Open-Assistant icon indicating copy to clipboard operation
Open-Assistant copied to clipboard

Dataset: RedPajama

Open iAdanos opened this issue 2 years ago • 4 comments

RedPajama is an open dataset containing more than 1.2 trillion tokens - https://www.together.xyz/blog/redpajama. It has a permissive license and lots of data, so it would invest a lot of knowledge into the project. Also, it would permit to switch from llama-based model to a custom one or, for example, a Dolly-based one.

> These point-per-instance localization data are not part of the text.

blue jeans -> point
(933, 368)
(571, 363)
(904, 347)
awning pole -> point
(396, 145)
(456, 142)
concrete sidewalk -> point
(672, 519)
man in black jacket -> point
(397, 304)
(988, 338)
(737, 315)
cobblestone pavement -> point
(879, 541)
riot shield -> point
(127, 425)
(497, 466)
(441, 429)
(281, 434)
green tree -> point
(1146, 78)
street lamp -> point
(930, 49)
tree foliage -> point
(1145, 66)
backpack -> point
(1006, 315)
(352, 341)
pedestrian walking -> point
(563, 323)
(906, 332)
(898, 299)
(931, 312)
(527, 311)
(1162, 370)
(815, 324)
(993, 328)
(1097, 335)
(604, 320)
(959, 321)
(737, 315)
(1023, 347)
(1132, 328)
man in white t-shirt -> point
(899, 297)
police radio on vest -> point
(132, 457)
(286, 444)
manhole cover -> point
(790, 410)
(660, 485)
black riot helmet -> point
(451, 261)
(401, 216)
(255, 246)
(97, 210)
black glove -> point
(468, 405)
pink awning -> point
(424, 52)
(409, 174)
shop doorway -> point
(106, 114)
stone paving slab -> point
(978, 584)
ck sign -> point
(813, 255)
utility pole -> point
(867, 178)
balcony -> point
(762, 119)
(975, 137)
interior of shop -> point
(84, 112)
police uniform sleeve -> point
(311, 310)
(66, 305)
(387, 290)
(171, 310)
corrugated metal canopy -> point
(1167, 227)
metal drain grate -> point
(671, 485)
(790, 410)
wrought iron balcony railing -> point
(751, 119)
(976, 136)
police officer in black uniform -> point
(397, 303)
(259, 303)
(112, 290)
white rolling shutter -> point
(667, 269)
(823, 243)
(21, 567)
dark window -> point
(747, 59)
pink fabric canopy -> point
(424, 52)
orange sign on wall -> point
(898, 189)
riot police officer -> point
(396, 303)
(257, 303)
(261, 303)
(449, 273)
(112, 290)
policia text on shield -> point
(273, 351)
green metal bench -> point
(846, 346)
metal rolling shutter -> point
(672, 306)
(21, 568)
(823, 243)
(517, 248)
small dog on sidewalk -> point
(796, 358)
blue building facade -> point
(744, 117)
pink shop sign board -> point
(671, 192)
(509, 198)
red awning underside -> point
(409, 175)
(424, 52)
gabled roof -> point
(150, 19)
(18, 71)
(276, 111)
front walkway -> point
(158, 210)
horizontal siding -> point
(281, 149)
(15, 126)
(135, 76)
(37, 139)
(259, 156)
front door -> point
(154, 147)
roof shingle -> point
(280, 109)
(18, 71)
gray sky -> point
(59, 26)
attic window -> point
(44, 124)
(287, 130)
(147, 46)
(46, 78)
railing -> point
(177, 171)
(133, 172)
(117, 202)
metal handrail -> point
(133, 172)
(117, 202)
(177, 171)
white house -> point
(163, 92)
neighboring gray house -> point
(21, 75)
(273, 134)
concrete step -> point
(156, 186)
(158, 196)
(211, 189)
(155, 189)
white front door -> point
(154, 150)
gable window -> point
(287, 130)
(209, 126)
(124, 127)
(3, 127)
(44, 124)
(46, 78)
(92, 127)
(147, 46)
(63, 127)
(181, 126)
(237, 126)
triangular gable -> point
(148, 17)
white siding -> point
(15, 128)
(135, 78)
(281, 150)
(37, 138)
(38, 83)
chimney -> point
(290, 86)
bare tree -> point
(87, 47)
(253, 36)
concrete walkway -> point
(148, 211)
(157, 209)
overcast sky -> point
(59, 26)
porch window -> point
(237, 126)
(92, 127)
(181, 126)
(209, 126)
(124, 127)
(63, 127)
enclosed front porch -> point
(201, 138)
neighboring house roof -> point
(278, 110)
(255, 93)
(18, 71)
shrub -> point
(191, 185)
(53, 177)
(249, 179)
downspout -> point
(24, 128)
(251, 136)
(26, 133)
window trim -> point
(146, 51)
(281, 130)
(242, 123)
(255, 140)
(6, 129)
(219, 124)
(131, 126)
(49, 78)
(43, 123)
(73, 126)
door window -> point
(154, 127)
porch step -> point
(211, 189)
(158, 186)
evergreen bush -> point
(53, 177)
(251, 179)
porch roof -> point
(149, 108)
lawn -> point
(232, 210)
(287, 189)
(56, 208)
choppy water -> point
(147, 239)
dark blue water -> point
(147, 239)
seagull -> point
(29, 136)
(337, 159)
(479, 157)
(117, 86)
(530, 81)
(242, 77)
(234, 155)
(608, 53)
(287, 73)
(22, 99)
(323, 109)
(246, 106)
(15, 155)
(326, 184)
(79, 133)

Github: https://github.com/togethercomputer/RedPajama-Data Huggingface: https://huggingface.co/datasets/togethercomputer/RedPajama-Data-1T

iAdanos avatar Apr 20 '23 15:04 iAdanos

This dataset would be useful for pretraining rather than instruction-tuning. Pretraining is very expensive and requires huge amounts of compute which OA cannot currently commit, so we are exclusively finetuning from existing models

olliestanley avatar Apr 20 '23 15:04 olliestanley

The RedPajama project by Together and several other organizations is supposed to have, according to their article, 3 components:

  1. Pretraining data
  2. Base models
  3. Instruction tuning data and models to make them usable and safe

Pretraining data cannot be used directly for the reason stated by Oliver. I think what we should hope for is to have high-quality base models (which should be the next asset), which could be finetuned for Open Assistant, to replace Llama, or at least to have another open source variant besides Pythia.

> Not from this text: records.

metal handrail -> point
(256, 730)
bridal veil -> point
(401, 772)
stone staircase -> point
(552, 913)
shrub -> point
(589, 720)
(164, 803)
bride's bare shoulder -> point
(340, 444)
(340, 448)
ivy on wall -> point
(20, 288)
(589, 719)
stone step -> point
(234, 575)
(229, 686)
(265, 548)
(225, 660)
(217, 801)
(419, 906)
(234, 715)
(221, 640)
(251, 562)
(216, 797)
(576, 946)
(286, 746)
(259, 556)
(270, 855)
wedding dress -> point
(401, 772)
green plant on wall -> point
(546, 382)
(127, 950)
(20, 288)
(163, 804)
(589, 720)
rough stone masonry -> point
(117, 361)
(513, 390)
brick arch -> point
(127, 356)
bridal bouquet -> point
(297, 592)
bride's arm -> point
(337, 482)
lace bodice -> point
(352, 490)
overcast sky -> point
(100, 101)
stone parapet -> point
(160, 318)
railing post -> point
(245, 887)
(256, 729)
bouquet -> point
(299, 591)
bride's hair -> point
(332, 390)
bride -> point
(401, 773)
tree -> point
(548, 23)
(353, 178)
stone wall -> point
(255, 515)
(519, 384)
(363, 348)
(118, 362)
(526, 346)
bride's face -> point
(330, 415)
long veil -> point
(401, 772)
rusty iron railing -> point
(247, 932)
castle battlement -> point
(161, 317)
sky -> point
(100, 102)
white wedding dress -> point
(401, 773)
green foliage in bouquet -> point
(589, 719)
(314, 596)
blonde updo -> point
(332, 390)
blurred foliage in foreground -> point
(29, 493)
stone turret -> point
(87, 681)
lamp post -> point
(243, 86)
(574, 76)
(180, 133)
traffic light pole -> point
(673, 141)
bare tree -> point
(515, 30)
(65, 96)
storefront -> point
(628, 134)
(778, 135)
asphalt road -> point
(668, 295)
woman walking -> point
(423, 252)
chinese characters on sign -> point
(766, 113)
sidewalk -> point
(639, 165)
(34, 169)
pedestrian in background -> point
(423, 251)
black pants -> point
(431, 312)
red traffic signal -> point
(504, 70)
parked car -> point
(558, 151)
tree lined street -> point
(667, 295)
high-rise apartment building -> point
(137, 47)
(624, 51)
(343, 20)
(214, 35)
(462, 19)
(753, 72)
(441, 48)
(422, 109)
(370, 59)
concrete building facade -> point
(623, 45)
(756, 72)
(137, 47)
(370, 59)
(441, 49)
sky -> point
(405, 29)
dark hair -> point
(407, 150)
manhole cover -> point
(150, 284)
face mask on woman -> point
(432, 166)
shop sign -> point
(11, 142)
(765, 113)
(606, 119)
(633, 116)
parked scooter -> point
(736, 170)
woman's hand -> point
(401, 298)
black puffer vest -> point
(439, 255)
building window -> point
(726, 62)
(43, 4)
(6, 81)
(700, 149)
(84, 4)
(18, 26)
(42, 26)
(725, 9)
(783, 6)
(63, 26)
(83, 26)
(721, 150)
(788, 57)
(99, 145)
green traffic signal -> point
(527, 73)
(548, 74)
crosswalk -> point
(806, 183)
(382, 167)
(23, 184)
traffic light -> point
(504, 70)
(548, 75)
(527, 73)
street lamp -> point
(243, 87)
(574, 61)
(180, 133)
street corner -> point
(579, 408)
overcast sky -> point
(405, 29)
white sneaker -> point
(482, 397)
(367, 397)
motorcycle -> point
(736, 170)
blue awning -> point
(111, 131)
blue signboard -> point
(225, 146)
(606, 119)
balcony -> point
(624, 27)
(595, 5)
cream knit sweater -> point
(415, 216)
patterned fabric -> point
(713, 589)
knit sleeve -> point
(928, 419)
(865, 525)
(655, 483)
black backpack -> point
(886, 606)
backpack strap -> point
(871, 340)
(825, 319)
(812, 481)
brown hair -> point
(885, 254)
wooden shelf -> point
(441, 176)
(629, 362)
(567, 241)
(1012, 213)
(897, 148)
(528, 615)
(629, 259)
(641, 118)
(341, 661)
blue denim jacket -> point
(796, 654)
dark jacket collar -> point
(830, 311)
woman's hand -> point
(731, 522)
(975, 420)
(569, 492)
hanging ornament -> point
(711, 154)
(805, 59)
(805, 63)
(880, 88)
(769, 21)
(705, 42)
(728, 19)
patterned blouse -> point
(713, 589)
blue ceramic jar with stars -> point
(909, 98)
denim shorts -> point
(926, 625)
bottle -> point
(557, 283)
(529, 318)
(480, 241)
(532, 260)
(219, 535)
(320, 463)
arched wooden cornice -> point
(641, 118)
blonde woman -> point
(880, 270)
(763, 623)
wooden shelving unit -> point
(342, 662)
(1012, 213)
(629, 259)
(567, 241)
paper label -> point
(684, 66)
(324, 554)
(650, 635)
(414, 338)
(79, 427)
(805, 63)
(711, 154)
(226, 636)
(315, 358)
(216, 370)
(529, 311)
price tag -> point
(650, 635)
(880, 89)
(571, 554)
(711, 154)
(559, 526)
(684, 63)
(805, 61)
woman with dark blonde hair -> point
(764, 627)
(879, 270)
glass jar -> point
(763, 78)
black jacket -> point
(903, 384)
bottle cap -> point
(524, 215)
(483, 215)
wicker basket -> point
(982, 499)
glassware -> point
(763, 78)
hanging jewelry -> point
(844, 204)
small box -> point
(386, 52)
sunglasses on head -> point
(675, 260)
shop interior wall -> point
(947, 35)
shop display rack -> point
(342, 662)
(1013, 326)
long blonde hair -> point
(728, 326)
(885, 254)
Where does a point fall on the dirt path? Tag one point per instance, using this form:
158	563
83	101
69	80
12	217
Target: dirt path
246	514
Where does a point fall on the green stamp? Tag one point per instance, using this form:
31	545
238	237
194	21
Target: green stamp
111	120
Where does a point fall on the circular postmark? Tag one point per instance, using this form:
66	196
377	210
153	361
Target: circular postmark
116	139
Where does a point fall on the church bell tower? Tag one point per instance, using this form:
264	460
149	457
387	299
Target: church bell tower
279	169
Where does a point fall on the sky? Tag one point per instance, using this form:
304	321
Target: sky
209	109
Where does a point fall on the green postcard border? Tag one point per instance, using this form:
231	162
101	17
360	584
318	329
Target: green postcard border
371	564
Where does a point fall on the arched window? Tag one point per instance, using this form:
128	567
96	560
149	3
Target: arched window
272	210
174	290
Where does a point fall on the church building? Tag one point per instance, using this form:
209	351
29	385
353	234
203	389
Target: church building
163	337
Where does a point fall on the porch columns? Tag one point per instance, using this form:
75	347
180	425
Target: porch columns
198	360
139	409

I am skeptical of the third asset because it's unclear what "safe" would imply here (the word appears exactly once in the whole article). Often alignment with the perception of safety of some organization reduces utility and renounces neutrality. I am a lot more optimistic about the "Base model" asset and I truly hope they will be a viable base for Open Assistant in the near future.

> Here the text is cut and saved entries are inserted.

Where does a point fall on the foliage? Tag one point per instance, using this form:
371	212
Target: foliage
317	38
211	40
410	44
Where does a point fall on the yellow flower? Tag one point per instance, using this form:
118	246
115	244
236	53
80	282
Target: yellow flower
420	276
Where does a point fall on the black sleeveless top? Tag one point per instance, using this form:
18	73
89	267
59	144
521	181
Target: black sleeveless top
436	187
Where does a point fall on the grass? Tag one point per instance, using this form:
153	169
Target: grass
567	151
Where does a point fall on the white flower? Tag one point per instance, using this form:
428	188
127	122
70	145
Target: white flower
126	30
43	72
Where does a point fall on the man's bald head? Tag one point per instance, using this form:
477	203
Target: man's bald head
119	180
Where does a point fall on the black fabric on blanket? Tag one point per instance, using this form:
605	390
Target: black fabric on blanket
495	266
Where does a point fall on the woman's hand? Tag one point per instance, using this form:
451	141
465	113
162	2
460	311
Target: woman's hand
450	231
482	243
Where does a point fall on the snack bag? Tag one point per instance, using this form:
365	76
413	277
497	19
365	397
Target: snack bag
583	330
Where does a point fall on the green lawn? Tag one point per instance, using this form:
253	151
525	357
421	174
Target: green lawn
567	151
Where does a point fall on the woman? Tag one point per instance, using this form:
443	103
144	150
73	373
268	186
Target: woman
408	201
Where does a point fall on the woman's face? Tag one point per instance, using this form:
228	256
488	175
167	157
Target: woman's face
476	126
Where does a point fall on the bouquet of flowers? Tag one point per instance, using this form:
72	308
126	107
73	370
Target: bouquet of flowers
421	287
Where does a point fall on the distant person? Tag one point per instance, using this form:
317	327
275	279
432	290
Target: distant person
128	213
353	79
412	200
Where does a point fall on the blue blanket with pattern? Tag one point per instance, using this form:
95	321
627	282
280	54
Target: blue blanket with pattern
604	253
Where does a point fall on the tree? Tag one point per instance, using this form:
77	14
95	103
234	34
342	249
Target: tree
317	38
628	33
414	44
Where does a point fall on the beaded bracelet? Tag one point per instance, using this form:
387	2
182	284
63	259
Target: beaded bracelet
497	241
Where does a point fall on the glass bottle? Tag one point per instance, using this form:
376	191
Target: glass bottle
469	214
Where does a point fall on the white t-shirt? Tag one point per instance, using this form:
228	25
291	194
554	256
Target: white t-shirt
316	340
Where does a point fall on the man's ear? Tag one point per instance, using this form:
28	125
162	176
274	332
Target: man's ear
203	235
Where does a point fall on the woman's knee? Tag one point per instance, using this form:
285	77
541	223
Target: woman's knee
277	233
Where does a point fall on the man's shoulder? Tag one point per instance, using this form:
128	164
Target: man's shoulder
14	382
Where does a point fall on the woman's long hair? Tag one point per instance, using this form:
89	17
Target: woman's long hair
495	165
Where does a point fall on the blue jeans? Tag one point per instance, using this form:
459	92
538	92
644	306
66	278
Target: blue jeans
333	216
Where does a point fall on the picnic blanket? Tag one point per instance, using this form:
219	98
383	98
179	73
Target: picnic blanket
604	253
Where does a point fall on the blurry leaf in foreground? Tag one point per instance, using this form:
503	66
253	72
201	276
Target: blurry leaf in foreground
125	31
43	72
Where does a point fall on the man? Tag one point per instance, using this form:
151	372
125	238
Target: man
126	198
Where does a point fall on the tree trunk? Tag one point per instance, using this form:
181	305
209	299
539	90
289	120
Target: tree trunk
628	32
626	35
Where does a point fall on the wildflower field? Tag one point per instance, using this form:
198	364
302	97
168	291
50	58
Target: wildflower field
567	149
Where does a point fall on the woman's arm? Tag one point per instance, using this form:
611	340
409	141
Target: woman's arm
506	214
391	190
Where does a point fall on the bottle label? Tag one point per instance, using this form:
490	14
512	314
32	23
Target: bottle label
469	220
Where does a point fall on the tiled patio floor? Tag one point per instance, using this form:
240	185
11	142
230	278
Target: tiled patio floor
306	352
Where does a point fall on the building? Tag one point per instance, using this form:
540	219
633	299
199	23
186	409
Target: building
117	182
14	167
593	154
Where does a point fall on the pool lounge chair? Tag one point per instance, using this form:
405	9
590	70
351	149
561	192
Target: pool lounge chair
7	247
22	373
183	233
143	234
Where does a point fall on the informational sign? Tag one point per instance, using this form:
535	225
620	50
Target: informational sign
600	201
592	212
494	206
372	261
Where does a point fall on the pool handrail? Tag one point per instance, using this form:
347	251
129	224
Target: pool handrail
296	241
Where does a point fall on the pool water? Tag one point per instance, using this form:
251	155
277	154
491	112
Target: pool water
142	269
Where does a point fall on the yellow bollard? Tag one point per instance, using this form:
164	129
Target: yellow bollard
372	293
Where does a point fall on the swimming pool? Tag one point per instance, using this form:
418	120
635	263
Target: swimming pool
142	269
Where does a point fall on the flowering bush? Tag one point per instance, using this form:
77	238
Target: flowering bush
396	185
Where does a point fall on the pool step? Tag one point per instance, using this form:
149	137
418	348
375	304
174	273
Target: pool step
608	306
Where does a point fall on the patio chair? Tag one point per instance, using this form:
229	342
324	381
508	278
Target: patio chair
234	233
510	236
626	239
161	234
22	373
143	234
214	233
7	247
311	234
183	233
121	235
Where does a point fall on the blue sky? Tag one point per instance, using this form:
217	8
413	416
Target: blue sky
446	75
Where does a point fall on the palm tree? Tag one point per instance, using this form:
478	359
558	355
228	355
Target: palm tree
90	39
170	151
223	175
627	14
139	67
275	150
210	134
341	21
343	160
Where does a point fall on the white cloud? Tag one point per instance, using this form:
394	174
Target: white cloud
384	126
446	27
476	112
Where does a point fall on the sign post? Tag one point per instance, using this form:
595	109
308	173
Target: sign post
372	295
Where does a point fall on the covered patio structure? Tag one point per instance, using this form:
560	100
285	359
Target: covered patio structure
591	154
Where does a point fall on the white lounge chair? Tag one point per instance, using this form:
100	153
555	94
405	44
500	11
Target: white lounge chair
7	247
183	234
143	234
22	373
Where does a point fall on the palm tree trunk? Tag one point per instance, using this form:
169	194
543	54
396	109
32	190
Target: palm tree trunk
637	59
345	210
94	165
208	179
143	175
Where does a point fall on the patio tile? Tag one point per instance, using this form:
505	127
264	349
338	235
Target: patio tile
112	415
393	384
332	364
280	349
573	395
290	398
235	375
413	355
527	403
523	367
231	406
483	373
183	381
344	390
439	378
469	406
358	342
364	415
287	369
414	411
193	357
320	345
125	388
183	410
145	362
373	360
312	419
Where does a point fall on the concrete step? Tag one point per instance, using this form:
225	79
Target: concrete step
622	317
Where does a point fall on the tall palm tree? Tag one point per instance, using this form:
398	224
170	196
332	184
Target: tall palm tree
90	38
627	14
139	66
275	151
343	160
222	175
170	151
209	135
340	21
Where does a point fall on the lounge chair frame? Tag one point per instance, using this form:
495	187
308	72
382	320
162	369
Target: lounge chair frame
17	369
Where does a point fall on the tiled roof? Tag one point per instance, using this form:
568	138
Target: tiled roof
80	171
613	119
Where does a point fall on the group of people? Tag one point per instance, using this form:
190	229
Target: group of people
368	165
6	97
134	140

Aspie96 avatar Apr 20 '23 18:04 Aspie96

The RedPajama project by Together and several other organizations is supposed to have, according to their article, 3 components:

  1. Pretraining data
  2. Base models
  3. Instruction tuning data and models to make them usable and safe

Pretraining data cannot be used directly for the reason stated by Oliver. I think what we should hope for is to have high-quality base models (which should be the next asset), which could be finetuned for Open Assistant, to replace Llama, or at least to have another open source variant besides Pythia.

I am skeptical of the third asset because it's unclear what "safe" would imply here (the word appears exactly once in the whole article). Often alignment with the perception of safety of some organization reduces utility and renounces neutrality. I am a lot more optimistic about the "Base model" asset and I truly hope they will be a viable base for Open Assistant in the near future.

Yes agree, we can definitely look at their models and maybe instruction data when those are available, my comment only applies to the pretraining text corpus

olliestanley avatar Apr 20 '23 19:04 olliestanley

This dataset can indeed also be helpful during SFT potentially reduce or delay overfitting, especially the small sample seems interesting ... the distribution is close to llama training set and would be continuation of training with simple language-modelling objective.

In general for pre-training my impression is that RedPajama ideally should have included more code (e.g. it has less than LLaMA according to numbers I saw) ...

andreaskoepf avatar Apr 21 '23 16:04 andreaskoepf